= Thomas Galt =

American Presbyterian minister and abolitionist (1805–1857)

Thomas Galt (September 12, 1805 – September 12, 1857) was an American Presbyterian minister and abolitionist who organized two Presbyterian churches in Sangamon County, Illinois. He was vice-president of the Illinois Anti-Slavery Society and a conductor of the Underground Railroad.

==Biography==
Thomas Galt was born in Lancaster County, Pennsylvania to James Galt and Mary Martin Galt. He graduated from Jefferson College in Canonsburg, Pennsylvania and later attended Presbyterian Theological Seminary in Allegheny City, Pennsylvania. Although licensed by the Presbytery of Ohio on June 18, 1834, he was ordained and installed as pastor in 1836 at Farmington Presbyterian Church in Farmington, IL, now known as Farmingdale in Sangamon County west of Springfield. The church's name changed from Farmington to Farmingdale around 1905, perhaps due to duplication and not to be confused with the city of Farmington, IL, in Fulton County west of Peoria which was founded in 1827.

In 1837 Galt answered the call by Elijah Lovejoy (American abolitionist and newspaper publisher) to attend the Anti-Slavery Convention in Upper Alton, Illinois. At the convention, Galt, Edward Beecher (brother of Harriet Beecher Stowe) and other attendees countered attempts by Illinois Attorney General Usher Linder to derail the proceedings.

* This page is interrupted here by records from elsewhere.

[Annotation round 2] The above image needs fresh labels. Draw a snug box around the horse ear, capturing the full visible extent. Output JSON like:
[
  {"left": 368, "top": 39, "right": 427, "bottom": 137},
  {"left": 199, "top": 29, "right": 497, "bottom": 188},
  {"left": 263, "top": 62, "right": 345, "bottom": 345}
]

The Anti-Slavery Convention ended sine die (without further plans) on October 28, 1837; however, the convention attendees reconvened the same day to form the Illinois Anti-Slavery Society. Galt was elected vice-president.

As a "new school" Presbyterian, Galt favored an early end of slavery. Owing to "old school" sentiment in the Farmington church, he moved on in April 1842 to form Center Presbyterian Church in Farmington, Illinois. He held meetings of the Sangamon County Anti-Slavery Society at Center Presbyterian Church.

On February 7, 1849, Galt organized another "new school" church, the Third Presbyterian Church in Springfield, Illinois.

Galt was reportedly a Sangamon County "conductor" of the Underground Railroad.

Galt was married to Sarah Happer. He died on September, 12th 1857 and is buried in Farmington Cemetery near the unincorporated community of Farmingdale, along with Sarah and other family members. Although the church changed names from Farmington to Farmingdale, the cemetery's name is still Farmington Cemetery and is on Farmington Cemetery Rd.